Hospitals have made good faith efforts to comply with the multitude of requirements under the federal meaningful use program to adopt Electronic Health Records (EHRs). However, under the current approach, failure to meet any one of the requirements, even by a small amount, results in a large penalty. This is unfair to hospitals diligently working to comply with the requirements and expending significant resources to do so.

That’s why we are so pleased with the draft language unveiled by six senators, led by Sens. John Thune (R-SD) and Lamar Alexander (R-TN), chairman of the Health, Education, Labor and Pensions Committee. The draft language would provide much-needed relief to hospitals, who are trying to deliver the benefits of a wired health care system to their patients. Specifically, we applaud the language that would allow participants in the program to be deemed meaningful users if they meet 75 percent of the objectives and measures. We also appreciate the inclusion of a 90-day EHR reporting period in 2016 and later years, and the extension of flexibility in applying hardship exceptions.

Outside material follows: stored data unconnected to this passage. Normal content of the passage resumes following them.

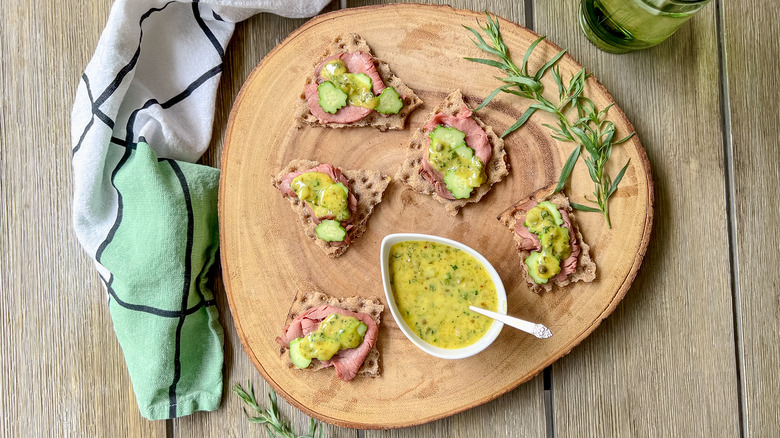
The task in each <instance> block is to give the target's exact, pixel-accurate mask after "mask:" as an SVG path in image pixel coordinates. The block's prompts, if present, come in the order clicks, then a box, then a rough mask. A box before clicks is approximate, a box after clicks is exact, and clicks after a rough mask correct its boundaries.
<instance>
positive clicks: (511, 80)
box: [501, 76, 542, 91]
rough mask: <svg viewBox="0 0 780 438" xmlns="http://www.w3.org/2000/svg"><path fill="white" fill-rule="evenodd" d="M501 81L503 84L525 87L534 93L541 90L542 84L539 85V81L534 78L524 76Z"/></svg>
mask: <svg viewBox="0 0 780 438" xmlns="http://www.w3.org/2000/svg"><path fill="white" fill-rule="evenodd" d="M501 80H502V81H504V82H509V83H513V84H518V85H525V86H527V87H529V88H531V89H532V90H534V91H538V90H541V89H542V84H541V83H539V81H537V80H536V79H534V78H529V77H526V76H509V77H506V78H503V79H501Z"/></svg>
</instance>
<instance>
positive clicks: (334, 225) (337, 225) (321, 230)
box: [316, 219, 347, 242]
mask: <svg viewBox="0 0 780 438" xmlns="http://www.w3.org/2000/svg"><path fill="white" fill-rule="evenodd" d="M316 231H317V237H319V238H320V239H322V240H324V241H326V242H341V241H343V240H344V238H345V237H347V230H345V229H344V227H342V226H341V224H340V223H339V222H338V221H334V220H330V219H325V220H323V221H322V222H320V224H319V225H317V229H316Z"/></svg>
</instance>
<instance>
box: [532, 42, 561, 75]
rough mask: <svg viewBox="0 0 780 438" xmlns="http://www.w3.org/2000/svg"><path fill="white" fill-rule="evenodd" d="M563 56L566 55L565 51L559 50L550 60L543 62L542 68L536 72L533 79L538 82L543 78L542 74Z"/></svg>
mask: <svg viewBox="0 0 780 438" xmlns="http://www.w3.org/2000/svg"><path fill="white" fill-rule="evenodd" d="M564 54H566V51H565V50H561V51H560V52H558V54H557V55H555V56H553V57H552V59H550V60H549V61H547V62H545V63H544V65H543V66H542V68H540V69H539V71H537V72H536V74H535V75H534V79H536V80H537V81H538V80H540V79H541V78H542V76H544V74H545V73H547V70H549V69H550V68H551V67H552V66H554V65H555V64H556V63H557V62H558V60H560V59H561V58H562V57H563V55H564Z"/></svg>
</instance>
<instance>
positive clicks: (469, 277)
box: [389, 241, 498, 349]
mask: <svg viewBox="0 0 780 438" xmlns="http://www.w3.org/2000/svg"><path fill="white" fill-rule="evenodd" d="M389 265H390V266H389V267H390V285H391V288H392V291H393V297H394V299H395V302H396V306H397V307H398V311H399V313H400V314H401V316H402V317H403V319H404V321H405V322H406V324H407V325H408V326H409V328H410V329H411V330H412V331H413V332H414V333H415V334H417V336H419V337H420V338H421V339H422V340H423V341H425V342H427V343H429V344H431V345H433V346H436V347H440V348H450V349H453V348H462V347H466V346H468V345H471V344H473V343H475V342H476V341H477V340H479V339H480V338H481V337H482V336H483V335H484V334H485V333H486V332H487V331H488V329H489V328H490V326H491V324H492V323H493V320H492V319H490V318H488V317H485V316H482V315H479V314H476V313H474V312H472V311H471V310H469V306H470V305H474V306H477V307H482V308H484V309H488V310H494V311H495V310H497V307H498V294H497V292H496V286H495V284H494V283H493V280H492V279H491V278H490V274H489V273H488V271H487V269H485V267H484V266H483V265H482V263H480V262H479V261H478V260H477V259H476V258H474V257H473V256H471V255H470V254H468V253H466V252H464V251H461V250H459V249H457V248H453V247H451V246H449V245H444V244H441V243H434V242H427V241H405V242H399V243H396V244H395V245H393V246H392V247H391V248H390V259H389Z"/></svg>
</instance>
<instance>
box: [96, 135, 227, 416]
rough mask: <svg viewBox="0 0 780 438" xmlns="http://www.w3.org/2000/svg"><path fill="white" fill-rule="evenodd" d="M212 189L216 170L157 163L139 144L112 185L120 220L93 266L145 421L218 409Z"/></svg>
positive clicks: (220, 382) (176, 164)
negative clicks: (213, 278)
mask: <svg viewBox="0 0 780 438" xmlns="http://www.w3.org/2000/svg"><path fill="white" fill-rule="evenodd" d="M218 183H219V170H217V169H214V168H211V167H207V166H202V165H197V164H191V163H186V162H180V161H174V160H167V159H162V160H158V158H157V155H156V154H155V153H154V151H153V150H152V149H151V148H150V147H149V145H148V144H146V143H138V146H137V147H136V148H135V149H134V150H131V152H130V154H129V158H127V161H126V162H125V163H124V164H123V165H122V166H121V167H120V168H119V170H118V171H117V172H116V174H115V175H114V186H115V187H116V189H117V191H118V192H119V193H120V194H121V197H122V220H121V222H120V223H119V227H118V228H117V229H116V231H115V233H114V237H113V239H112V240H111V241H110V243H109V244H108V245H107V246H106V247H105V249H104V250H103V252H102V255H101V257H100V260H101V263H102V264H103V266H105V267H106V268H108V269H109V270H110V271H111V272H112V274H113V276H112V281H110V282H109V284H108V287H109V289H110V294H111V299H110V305H109V308H110V311H111V317H112V319H113V321H114V329H115V331H116V335H117V338H118V340H119V343H120V345H121V346H122V351H123V352H124V355H125V360H126V361H127V369H128V371H129V373H130V378H131V380H132V382H133V390H134V391H135V396H136V398H137V400H138V406H139V408H140V409H141V414H142V415H143V416H144V417H146V418H149V419H152V420H156V419H165V418H173V417H178V416H181V415H186V414H189V413H191V412H194V411H197V410H207V411H211V410H215V409H217V408H218V407H219V402H220V398H221V393H222V344H223V333H222V327H221V326H220V325H219V321H218V312H217V308H216V302H215V300H214V294H213V293H212V292H211V291H210V290H209V288H208V284H207V278H208V277H207V274H208V272H209V269H211V267H212V265H213V264H214V260H215V257H216V253H217V249H218V247H219V238H218V232H219V230H218V228H219V225H218V222H217V188H218ZM150 352H152V353H153V355H152V356H151V357H150ZM159 358H162V359H164V360H158V359H159Z"/></svg>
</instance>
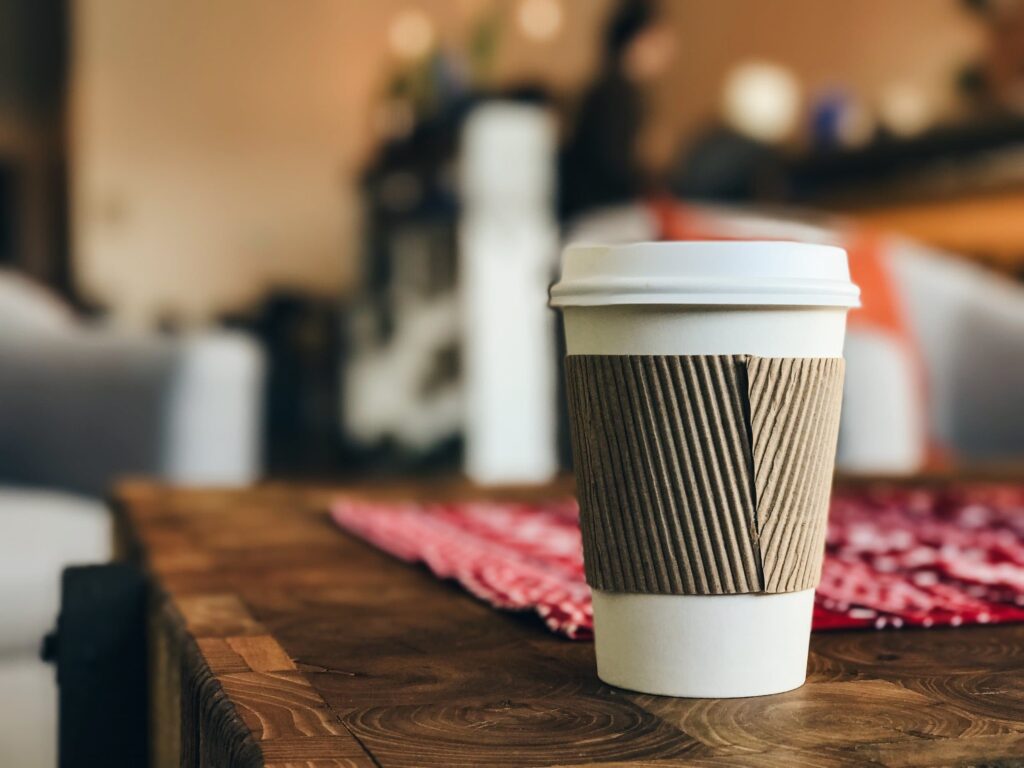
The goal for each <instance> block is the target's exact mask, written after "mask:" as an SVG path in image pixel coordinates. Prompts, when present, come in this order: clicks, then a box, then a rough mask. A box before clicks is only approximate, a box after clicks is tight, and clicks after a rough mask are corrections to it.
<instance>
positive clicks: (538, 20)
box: [516, 0, 562, 41]
mask: <svg viewBox="0 0 1024 768" xmlns="http://www.w3.org/2000/svg"><path fill="white" fill-rule="evenodd" d="M516 22H517V23H518V25H519V29H520V31H522V34H523V35H524V36H525V37H527V38H529V39H530V40H538V41H548V40H552V39H554V38H555V37H556V36H557V35H558V33H559V32H560V31H561V29H562V6H561V3H559V2H558V0H522V2H520V3H519V9H518V11H517V13H516Z"/></svg>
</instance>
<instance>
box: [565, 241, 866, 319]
mask: <svg viewBox="0 0 1024 768" xmlns="http://www.w3.org/2000/svg"><path fill="white" fill-rule="evenodd" d="M716 245H717V246H719V249H716V250H728V251H737V250H739V249H742V251H743V252H744V256H745V255H750V252H751V251H752V250H755V251H757V250H760V251H762V252H768V251H769V250H770V251H774V252H776V253H777V252H778V251H779V250H783V249H784V250H786V251H790V250H793V251H803V252H804V253H805V254H806V253H807V251H810V250H813V251H818V252H824V253H827V254H828V255H829V256H830V257H831V259H830V263H831V265H833V266H830V267H827V271H830V272H831V273H830V274H828V273H827V271H826V273H821V271H820V270H815V271H817V272H818V273H817V274H813V276H800V275H799V274H793V273H792V271H791V273H790V274H786V273H785V272H786V271H787V270H786V269H784V268H783V269H782V270H776V271H775V273H771V272H770V271H769V272H768V273H761V274H750V273H749V272H748V274H745V275H743V274H741V272H738V271H737V267H736V266H735V262H734V265H733V266H732V267H731V270H732V273H731V274H729V273H728V272H729V271H730V267H727V268H726V269H725V270H724V271H725V272H726V273H725V274H723V273H722V272H721V271H720V272H719V273H718V274H715V273H714V270H712V271H711V272H708V271H702V272H701V271H696V272H690V273H688V274H687V273H680V272H679V271H676V273H675V274H672V273H667V272H666V271H664V270H662V269H658V268H657V267H656V266H654V268H653V269H652V270H650V271H648V272H647V273H639V270H633V273H632V274H629V273H618V274H615V273H614V272H610V273H609V271H608V270H607V267H606V266H605V268H598V269H597V270H593V271H591V272H590V273H589V274H587V273H586V272H587V270H586V269H585V270H583V273H582V274H581V273H580V272H579V271H578V270H577V269H572V268H570V267H569V263H570V259H571V260H573V261H574V259H573V257H577V258H582V257H586V256H588V255H591V254H593V255H595V256H596V255H598V254H602V255H604V256H611V257H613V258H614V257H615V256H616V255H617V254H616V251H617V252H618V254H622V255H623V256H627V257H628V258H629V260H630V261H632V259H633V258H635V255H636V254H638V253H642V252H644V251H648V250H656V251H660V252H663V253H665V252H667V251H671V249H673V248H674V247H675V248H680V247H681V250H683V251H697V252H702V251H703V250H705V248H707V247H709V246H716ZM652 246H653V247H654V248H651V247H652ZM723 247H724V249H723ZM564 258H565V262H564V267H563V274H562V279H561V280H560V281H559V282H558V283H556V284H555V285H554V286H552V287H551V289H550V305H551V306H553V307H567V306H602V305H626V304H633V305H637V304H643V305H650V304H677V305H681V304H685V305H698V304H706V305H724V304H732V305H736V306H785V305H790V306H834V307H840V308H848V309H849V308H854V307H858V306H860V300H859V298H860V289H859V288H858V287H857V286H856V285H855V284H854V283H852V282H851V281H850V278H849V270H848V266H847V255H846V252H845V251H844V250H843V249H842V248H839V247H837V246H829V245H816V244H810V243H784V242H779V241H768V242H764V241H762V242H758V241H729V242H727V243H722V242H717V241H712V242H709V243H701V242H694V241H686V242H678V243H674V242H660V243H632V244H620V245H605V246H602V245H597V244H593V245H591V244H573V245H570V246H568V247H567V248H566V249H565V256H564ZM577 263H578V264H579V262H577ZM611 263H614V262H611ZM776 263H777V262H776ZM697 268H698V269H699V268H700V267H697ZM738 268H740V269H744V270H745V269H746V268H749V267H745V266H740V267H738ZM566 272H567V273H566ZM573 272H574V273H573Z"/></svg>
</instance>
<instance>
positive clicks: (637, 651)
mask: <svg viewBox="0 0 1024 768" xmlns="http://www.w3.org/2000/svg"><path fill="white" fill-rule="evenodd" d="M593 598H594V641H595V651H596V654H597V675H598V677H599V678H601V680H603V681H604V682H606V683H608V684H610V685H615V686H617V687H620V688H628V689H630V690H635V691H639V692H641V693H654V694H658V695H665V696H679V697H686V698H737V697H742V696H763V695H768V694H770V693H782V692H784V691H787V690H793V689H794V688H799V687H800V686H801V685H803V684H804V681H805V680H806V679H807V651H808V645H809V643H810V634H811V614H812V612H813V608H814V590H813V589H810V590H803V591H801V592H786V593H781V594H772V595H766V594H742V595H644V594H626V593H614V592H602V591H601V590H594V591H593Z"/></svg>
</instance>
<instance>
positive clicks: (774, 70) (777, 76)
mask: <svg viewBox="0 0 1024 768" xmlns="http://www.w3.org/2000/svg"><path fill="white" fill-rule="evenodd" d="M800 100H801V94H800V83H799V82H798V81H797V78H796V77H794V75H793V73H791V72H790V71H788V70H787V69H785V68H784V67H781V66H779V65H776V63H771V62H768V61H744V62H742V63H739V65H736V66H735V67H733V68H732V70H730V71H729V73H728V75H727V76H726V79H725V88H724V89H723V93H722V108H723V112H724V117H725V121H726V123H727V124H728V125H730V126H731V127H732V128H734V129H735V130H737V131H739V132H740V133H742V134H744V135H746V136H750V137H751V138H754V139H757V140H759V141H764V142H766V143H770V144H774V143H778V142H780V141H783V140H785V139H786V138H787V137H788V136H790V135H791V134H792V133H793V131H794V129H795V128H796V126H797V123H798V122H799V120H800Z"/></svg>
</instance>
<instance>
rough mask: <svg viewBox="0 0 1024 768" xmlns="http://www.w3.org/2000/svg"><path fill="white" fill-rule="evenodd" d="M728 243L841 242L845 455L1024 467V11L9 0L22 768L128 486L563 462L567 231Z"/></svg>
mask: <svg viewBox="0 0 1024 768" xmlns="http://www.w3.org/2000/svg"><path fill="white" fill-rule="evenodd" d="M734 238H769V239H785V240H802V241H810V242H824V243H836V244H840V245H843V246H844V247H846V248H847V249H848V251H849V253H850V260H851V269H852V271H853V275H854V279H855V280H856V281H857V282H858V283H859V284H860V285H861V287H862V289H863V292H864V294H863V299H864V307H863V309H861V310H858V311H857V312H854V313H852V314H851V316H850V332H849V340H848V344H847V350H846V356H847V360H848V380H847V393H846V400H845V403H844V422H843V427H842V432H841V440H840V454H839V463H840V467H841V469H843V470H844V471H849V472H870V473H904V472H915V471H922V470H926V469H936V468H948V467H957V466H963V465H968V464H970V465H975V464H978V463H985V464H991V463H1000V464H1002V463H1012V462H1015V461H1019V460H1020V459H1021V457H1024V394H1022V393H1024V288H1022V287H1021V285H1020V281H1021V279H1024V3H1022V2H1018V1H1017V0H973V1H970V2H969V1H966V0H902V1H901V2H899V3H892V2H887V1H886V0H847V2H844V3H822V2H818V1H817V0H775V1H774V2H772V3H764V2H757V0H717V2H714V3H711V2H700V0H671V1H669V0H663V2H653V1H652V2H639V1H636V0H631V1H628V2H622V1H620V0H377V2H373V3H367V2H361V1H359V0H306V1H305V2H303V3H301V4H294V3H281V2H276V1H275V0H221V1H220V2H217V3H209V2H200V0H176V1H175V2H170V0H147V1H146V2H131V1H129V0H34V1H33V2H29V1H28V0H0V569H2V570H0V574H2V579H0V614H2V615H3V616H4V622H3V623H2V625H0V703H2V701H3V700H4V698H9V700H12V701H13V700H17V701H19V702H25V701H28V702H30V703H23V705H19V707H18V708H16V709H17V712H16V713H14V715H12V716H11V717H4V718H0V728H2V729H4V731H3V732H0V756H3V755H4V754H5V751H6V754H7V755H10V756H14V757H11V759H9V760H3V762H4V764H5V765H6V764H10V765H49V764H52V762H53V757H52V755H53V750H54V749H55V743H54V741H53V739H54V736H53V732H54V731H53V725H52V723H53V706H54V705H53V693H52V672H51V671H49V670H47V669H46V668H45V667H43V666H42V665H41V664H40V663H38V662H36V660H35V659H36V657H37V655H38V647H39V641H40V638H41V636H42V634H43V633H44V632H45V631H46V629H48V627H49V625H51V624H52V621H53V616H54V615H55V612H56V602H57V574H58V573H59V570H60V567H61V566H62V565H63V564H66V563H68V562H73V561H80V560H100V559H103V558H104V557H106V556H108V555H109V549H110V544H109V541H110V522H109V519H108V516H106V514H105V512H104V507H103V504H102V501H101V500H102V498H103V497H104V495H105V494H108V493H109V489H110V487H111V484H112V482H113V481H114V480H115V478H117V477H119V476H123V475H137V474H144V475H153V476H157V477H162V478H165V479H168V480H172V481H177V482H188V483H217V484H244V483H249V482H252V481H255V480H257V479H259V478H265V477H269V478H282V479H316V480H325V481H335V480H344V479H358V480H362V479H367V478H378V477H391V476H409V475H412V474H416V475H424V474H428V475H439V474H447V475H454V474H459V473H462V474H465V475H468V476H469V478H471V479H472V480H475V481H477V482H480V483H540V482H544V481H547V480H549V479H551V478H552V477H554V476H556V475H557V474H559V473H561V472H565V471H568V470H569V469H570V457H569V453H568V447H567V436H566V435H567V432H566V428H565V416H564V408H563V406H562V399H561V397H562V395H561V392H560V383H559V382H560V373H559V369H560V362H559V360H560V357H561V355H562V348H561V342H560V329H559V327H558V318H557V317H556V316H555V314H554V313H553V312H551V311H550V310H549V309H547V308H546V300H547V289H548V287H549V286H550V285H551V283H552V282H553V281H554V279H555V276H556V275H557V269H558V263H557V262H558V253H559V250H560V248H561V247H562V245H564V244H565V243H566V242H568V241H571V240H580V239H585V240H591V241H594V240H599V241H630V240H658V239H734ZM16 690H24V691H32V693H31V695H30V694H29V693H26V694H25V695H22V694H15V693H11V694H10V695H9V696H8V695H7V692H8V691H16Z"/></svg>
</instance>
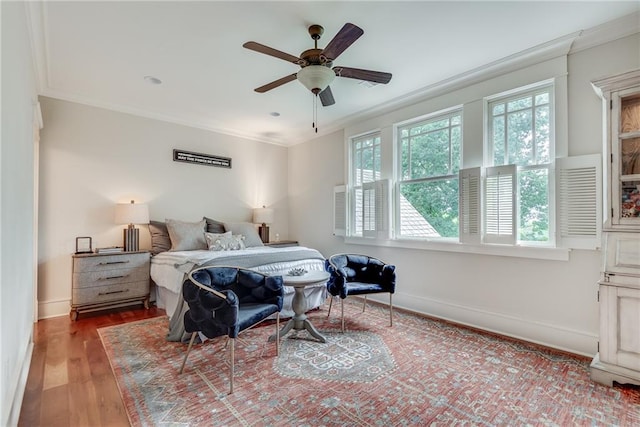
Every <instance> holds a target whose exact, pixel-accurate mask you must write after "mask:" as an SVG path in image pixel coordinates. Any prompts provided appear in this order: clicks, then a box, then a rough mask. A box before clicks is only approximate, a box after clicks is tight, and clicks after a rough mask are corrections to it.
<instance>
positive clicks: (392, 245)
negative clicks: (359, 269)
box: [344, 237, 571, 261]
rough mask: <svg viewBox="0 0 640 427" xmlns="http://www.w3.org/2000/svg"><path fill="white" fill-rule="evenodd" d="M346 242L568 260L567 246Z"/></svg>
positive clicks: (568, 255) (347, 241)
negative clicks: (544, 246) (526, 245)
mask: <svg viewBox="0 0 640 427" xmlns="http://www.w3.org/2000/svg"><path fill="white" fill-rule="evenodd" d="M344 241H345V243H348V244H353V245H369V246H382V247H389V248H405V249H420V250H427V251H442V252H458V253H469V254H478V255H492V256H505V257H517V258H532V259H544V260H550V261H568V260H569V252H570V251H571V249H567V248H547V247H533V246H511V245H496V244H483V245H472V244H468V243H466V244H465V243H459V242H446V241H440V242H435V241H425V240H409V239H403V240H400V239H388V240H387V239H373V238H365V237H345V238H344Z"/></svg>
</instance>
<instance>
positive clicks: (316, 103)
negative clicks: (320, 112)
mask: <svg viewBox="0 0 640 427" xmlns="http://www.w3.org/2000/svg"><path fill="white" fill-rule="evenodd" d="M313 122H314V127H315V130H316V133H318V95H317V94H316V95H314V97H313Z"/></svg>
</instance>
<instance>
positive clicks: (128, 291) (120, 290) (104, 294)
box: [98, 289, 129, 296]
mask: <svg viewBox="0 0 640 427" xmlns="http://www.w3.org/2000/svg"><path fill="white" fill-rule="evenodd" d="M124 292H129V289H121V290H119V291H111V292H100V293H98V295H100V296H102V295H111V294H122V293H124Z"/></svg>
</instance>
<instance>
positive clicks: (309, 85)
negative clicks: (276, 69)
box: [242, 23, 391, 107]
mask: <svg viewBox="0 0 640 427" xmlns="http://www.w3.org/2000/svg"><path fill="white" fill-rule="evenodd" d="M323 33H324V28H322V26H320V25H311V26H310V27H309V35H310V36H311V38H312V39H313V40H314V45H315V47H314V48H313V49H308V50H305V51H304V52H302V53H301V54H300V57H297V56H294V55H289V54H288V53H285V52H281V51H279V50H276V49H273V48H271V47H268V46H265V45H263V44H260V43H256V42H253V41H250V42H246V43H245V44H243V45H242V46H243V47H245V48H247V49H250V50H254V51H256V52H259V53H263V54H265V55H269V56H273V57H276V58H279V59H282V60H285V61H287V62H292V63H294V64H296V65H299V66H300V67H301V69H300V71H298V72H297V73H293V74H290V75H288V76H285V77H282V78H280V79H278V80H275V81H272V82H271V83H267V84H266V85H264V86H260V87H258V88H256V89H255V91H256V92H259V93H264V92H267V91H269V90H271V89H275V88H277V87H279V86H282V85H283V84H285V83H289V82H291V81H293V80H296V79H297V80H299V81H300V83H302V84H303V85H304V86H305V87H306V88H307V89H309V90H310V91H311V92H313V94H314V95H316V96H319V97H320V102H322V105H323V106H325V107H326V106H329V105H333V104H335V100H334V98H333V93H332V92H331V87H330V86H329V85H330V84H331V82H333V79H334V78H335V77H336V76H337V77H347V78H350V79H357V80H365V81H369V82H373V83H382V84H386V83H389V81H390V80H391V74H390V73H383V72H380V71H371V70H362V69H359V68H350V67H342V66H336V67H333V68H331V67H332V66H333V61H335V60H336V59H337V58H338V56H340V54H342V52H344V51H345V50H346V49H347V48H348V47H349V46H351V44H353V42H355V41H356V40H358V38H359V37H360V36H362V34H364V31H363V30H362V28H360V27H358V26H357V25H354V24H351V23H346V24H344V26H343V27H342V29H340V31H338V33H337V34H336V35H335V36H334V37H333V39H332V40H331V41H330V42H329V44H328V45H327V46H325V48H324V49H318V40H319V39H320V37H321V36H322V34H323Z"/></svg>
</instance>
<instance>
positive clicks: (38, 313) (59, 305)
mask: <svg viewBox="0 0 640 427" xmlns="http://www.w3.org/2000/svg"><path fill="white" fill-rule="evenodd" d="M70 311H71V300H70V299H61V300H49V301H38V320H41V319H49V318H51V317H60V316H68V315H69V312H70Z"/></svg>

These changes are particularly important as the payment rules for physicians and other clinicians change under Medicare to provide greater flexibility in how they are expected to use certified EHR technology to support clinical care.  As these changes are implemented, it will be essential to ensure that program requirements are aligned across all participants, including physicians, hospitals, and critical access hospitals. This alignment is vital to ensuring the ability to share information and improve care coordination.

The American Hospital Association has long called for a meaningful use program that supports providers in their ongoing work to adopt and use EHRs. We are pleased to have partners in Congress who share that goal.